Two weeks ago I fetched back my old desktop computer that was collecting dust in a neighbouring house basement. I was convinced that it still was usable and living enough to run newer operating systems than the Windows XP it had been running on for the last ten years. So I brought it home and started with the configuration of the operating system by heading on to Ubuntu’s website. Ubuntu is a distribution of Linux which is under development by the company Canonical Inc. As far as I have heard it is one of the most user-friendly distributions of Linux. However it is not as commercially independent as it could be in comparison to other distributions because of its maintenance connections to Canonical Inc but logically more independent than the closed source operating systems developed by Apple and Microsoft. But it will do for now because what I am experiencing now is just fine for my understanding and comprehension of how Linux functions in comparison to OS X and Windows. What I also learned during this period of time is that OS X and Linux are siblings, based on the same system architecture named Unix, written almost 45 years ago, a sign of how old the pillars of modern operating systems are.

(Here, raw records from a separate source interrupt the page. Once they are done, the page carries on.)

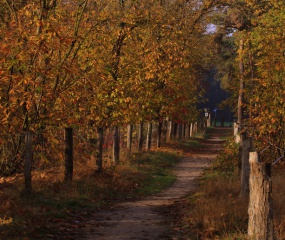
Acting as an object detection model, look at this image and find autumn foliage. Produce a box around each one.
[0,0,213,175]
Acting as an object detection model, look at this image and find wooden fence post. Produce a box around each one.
[240,133,252,198]
[24,131,33,194]
[113,126,120,164]
[127,124,133,154]
[146,122,152,151]
[64,128,73,182]
[248,152,273,240]
[156,122,163,148]
[234,122,240,143]
[138,122,143,152]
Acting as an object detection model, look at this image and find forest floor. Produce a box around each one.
[81,128,230,240]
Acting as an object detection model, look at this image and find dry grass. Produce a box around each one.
[0,144,180,239]
[172,139,285,240]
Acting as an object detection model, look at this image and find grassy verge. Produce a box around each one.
[0,146,181,239]
[173,138,285,240]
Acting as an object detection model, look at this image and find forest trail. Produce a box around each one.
[84,128,230,240]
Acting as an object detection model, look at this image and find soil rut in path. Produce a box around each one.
[85,128,230,240]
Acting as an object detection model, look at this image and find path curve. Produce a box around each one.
[84,128,228,240]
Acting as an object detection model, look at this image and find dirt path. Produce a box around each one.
[84,128,228,240]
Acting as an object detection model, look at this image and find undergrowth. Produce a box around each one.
[0,149,180,239]
[173,136,285,240]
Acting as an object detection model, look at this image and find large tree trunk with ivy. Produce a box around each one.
[236,39,244,142]
[240,133,252,198]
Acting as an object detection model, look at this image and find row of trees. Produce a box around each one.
[0,0,220,173]
[214,0,285,148]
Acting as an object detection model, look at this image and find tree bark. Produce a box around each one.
[64,128,73,182]
[113,127,120,164]
[240,133,252,198]
[24,131,33,194]
[248,152,274,240]
[138,122,143,152]
[96,127,104,172]
[146,123,152,151]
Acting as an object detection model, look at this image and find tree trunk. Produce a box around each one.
[64,128,73,182]
[248,152,274,240]
[157,122,162,148]
[240,133,252,198]
[127,124,133,154]
[237,39,244,143]
[24,131,33,194]
[190,123,193,138]
[138,122,143,152]
[168,121,173,140]
[113,127,120,164]
[146,123,152,151]
[96,127,104,172]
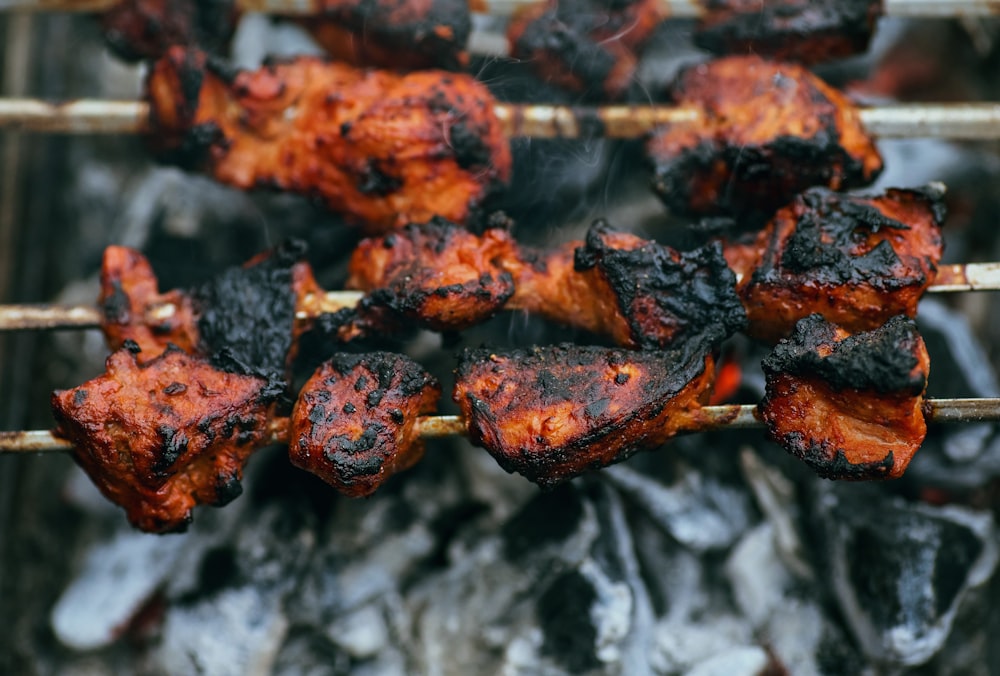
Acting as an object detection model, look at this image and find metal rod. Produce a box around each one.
[0,399,1000,453]
[0,263,1000,331]
[0,0,1000,18]
[0,99,1000,140]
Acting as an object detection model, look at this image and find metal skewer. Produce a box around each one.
[0,399,1000,454]
[0,263,1000,331]
[0,99,1000,140]
[0,0,1000,18]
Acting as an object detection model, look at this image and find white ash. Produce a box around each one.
[52,532,186,650]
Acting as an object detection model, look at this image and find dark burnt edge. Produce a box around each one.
[511,3,615,93]
[191,240,306,400]
[573,219,747,350]
[768,424,895,481]
[453,340,710,489]
[761,314,927,396]
[693,0,883,60]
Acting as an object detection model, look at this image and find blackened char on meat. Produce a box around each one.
[759,315,930,480]
[288,352,441,497]
[694,0,882,64]
[647,56,882,225]
[453,341,714,487]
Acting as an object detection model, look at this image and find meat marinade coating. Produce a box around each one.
[288,352,441,497]
[300,0,472,70]
[338,218,516,340]
[52,343,281,533]
[647,56,882,223]
[101,0,239,61]
[694,0,882,64]
[147,47,511,232]
[98,240,322,380]
[507,0,663,99]
[337,220,746,349]
[726,187,945,342]
[453,344,714,487]
[97,246,201,361]
[759,315,930,480]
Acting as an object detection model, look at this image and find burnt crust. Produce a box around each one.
[573,220,747,349]
[762,314,927,395]
[191,240,306,385]
[453,341,710,487]
[289,352,441,497]
[694,0,882,63]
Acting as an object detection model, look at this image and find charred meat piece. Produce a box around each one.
[507,0,662,99]
[759,315,930,480]
[288,352,441,497]
[726,187,945,342]
[453,344,714,486]
[647,56,882,223]
[52,343,281,533]
[97,246,201,361]
[99,241,321,379]
[147,48,511,231]
[508,221,746,349]
[101,0,239,61]
[339,219,516,340]
[300,0,472,70]
[694,0,882,64]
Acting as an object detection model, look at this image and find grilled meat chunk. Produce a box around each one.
[338,218,516,340]
[97,246,201,361]
[99,241,321,379]
[299,0,472,70]
[647,56,882,223]
[507,0,662,99]
[147,47,511,231]
[694,0,882,64]
[338,220,745,349]
[288,352,441,497]
[725,187,945,342]
[101,0,239,61]
[759,315,930,480]
[453,343,714,486]
[52,343,280,533]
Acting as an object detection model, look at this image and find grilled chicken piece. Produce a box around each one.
[147,47,511,232]
[694,0,882,64]
[725,187,945,342]
[288,352,441,497]
[339,221,745,349]
[647,56,882,223]
[759,315,930,480]
[52,343,281,533]
[299,0,472,70]
[338,218,516,340]
[101,0,239,61]
[99,241,322,379]
[507,0,663,99]
[453,343,714,486]
[508,220,746,349]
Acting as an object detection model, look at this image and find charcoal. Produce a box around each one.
[816,484,998,667]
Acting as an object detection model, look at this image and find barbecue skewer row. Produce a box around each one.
[0,262,1000,331]
[0,397,1000,453]
[0,0,1000,18]
[0,98,1000,140]
[0,52,1000,227]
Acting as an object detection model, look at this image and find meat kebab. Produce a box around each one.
[759,315,930,480]
[647,56,882,222]
[147,47,511,231]
[725,186,945,342]
[52,341,284,533]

After installing Ubuntu through the WUBI (Windows) installer, I tried starting up the computer and realised that there were some major issues with this configuration. When I booted, I manually had to select what operating system (OS) that I wanted to run for the specific session, in my case Windows XP Home Edition or Ubuntu 12.10, a so-called dual boot. In the long run I do not think I would stand to have it like that but further issues developed which made me take even more time to address my sparse free time to solve this. When I finally was done with the installation I experienced heavy graphical issues when the screen all of a sudden turned black after I had logged in. I did a lot of research and found that it could be the graphics card that was incompatible so I followed up a forum thread and bashed in some commands and hoped it would solve the problem. It did not and I felt rather despondent. Then I thought that there was only one thing to do, look for the possibilities.
After some more research, I understood that Ubuntu was far too requiring for the old machine so I had to move on to look for alternative distributions, which I did via Distrowatch. The information about system requirements could have been much more accessible and this problem was about to haunt me again. The Linux Foundation has allowed and encouraged modifications of releases by the user community and this has for example resulted in the operating system Ubuntu, developed off Debian which is ‘the rock upon which Ubuntu is built‘ another Linux-based operating system. This means that there are interestingly enough for me low-requirement distributions such as the one I found most suitable for me as a beginner – Lubuntu, a derivative of Ubuntu which uses another graphical interface. When I started the install process I felt everything was going very well but when I got to the point of where the actual erasing and installing of the system it seemed to stop. I let the process roll on when I slept, for seven hours straight without any interruptions but I realised fairly soon it had frozen. After a lot of research and asking questions on forums and chats looking for answers I finally found the problem; my computer could not handle the system requirements, but this time for the graphical version of the Lubuntu installer which made me a bit annoyed and I went on to download the text-based installer and it was a success. But it could have been so much easier with easier access to such information which would have saved me a lot of time and energy in this very intense period of working.
However I am very glad I took this step, it is almost like I might have opened Pandoras Box. I want to dive deep into all knowledge.